By contrast, the more «dynamic financial centers» include few Caribbean names (see graphic below). Instead, this list includes hubs like Abu Dhabi, Luxembourg and Shenzhen – and Washington D.C, the U.S. capital and home of the ICIJ reporting consortium.

Grafik Paradies 500

In fact, the U.S. was already managing one-third more offshore money in 2012 than the Panama and Caribbean. Two years later, the U.S. managed $1.4 trillion, behind the U.K. and Switzerland. U.S. states like Delaware, South Dakota, Nevada and Alaska are jockeying to manage offshore stashes, with age-old methods like letter-box companies and foundations.

«Giant Sucking Sound»

The big money prefers the U.S. to the Caribbean, it would seem.

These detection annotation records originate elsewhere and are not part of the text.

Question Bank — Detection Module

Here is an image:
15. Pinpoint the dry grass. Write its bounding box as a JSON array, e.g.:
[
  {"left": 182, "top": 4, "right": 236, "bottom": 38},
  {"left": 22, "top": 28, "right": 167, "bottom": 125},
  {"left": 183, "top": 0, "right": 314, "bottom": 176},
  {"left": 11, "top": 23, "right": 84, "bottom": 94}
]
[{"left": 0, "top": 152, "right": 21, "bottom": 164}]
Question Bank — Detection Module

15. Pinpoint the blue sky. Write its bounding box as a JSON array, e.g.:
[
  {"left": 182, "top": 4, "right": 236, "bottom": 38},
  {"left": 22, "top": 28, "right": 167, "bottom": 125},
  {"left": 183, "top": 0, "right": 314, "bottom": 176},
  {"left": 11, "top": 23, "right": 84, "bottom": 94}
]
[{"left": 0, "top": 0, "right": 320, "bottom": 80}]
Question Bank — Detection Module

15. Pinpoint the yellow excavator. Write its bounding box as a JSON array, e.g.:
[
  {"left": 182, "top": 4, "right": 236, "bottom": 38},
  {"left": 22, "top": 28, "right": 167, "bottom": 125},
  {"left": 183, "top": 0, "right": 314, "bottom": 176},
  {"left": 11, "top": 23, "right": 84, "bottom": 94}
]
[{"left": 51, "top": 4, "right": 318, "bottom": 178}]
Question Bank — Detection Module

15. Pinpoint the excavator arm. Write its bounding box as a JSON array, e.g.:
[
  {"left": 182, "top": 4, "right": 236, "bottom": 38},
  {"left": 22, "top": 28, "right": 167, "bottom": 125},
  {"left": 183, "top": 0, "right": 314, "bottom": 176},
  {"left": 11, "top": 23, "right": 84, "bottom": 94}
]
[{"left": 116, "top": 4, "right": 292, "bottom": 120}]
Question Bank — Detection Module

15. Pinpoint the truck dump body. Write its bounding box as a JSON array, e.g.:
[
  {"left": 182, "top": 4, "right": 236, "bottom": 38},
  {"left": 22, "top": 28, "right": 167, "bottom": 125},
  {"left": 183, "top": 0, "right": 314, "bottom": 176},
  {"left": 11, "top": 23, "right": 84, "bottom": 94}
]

As former UBS banker and tax lawyer Peter Cotorceanu noted last year: «That ‘giant sucking sound’ you hear? It is the sound of money rushing to the USA» in order to avoid automatic data-sharing agreements taking hold.

So how soon until the first Delaware leak emerges? To be sure, the ICIJ's network of journalists would have far less to go on than in older financial centers: unlike in the Bermudas, for example, Delaware firms aren't even required to identify their beneficial owner.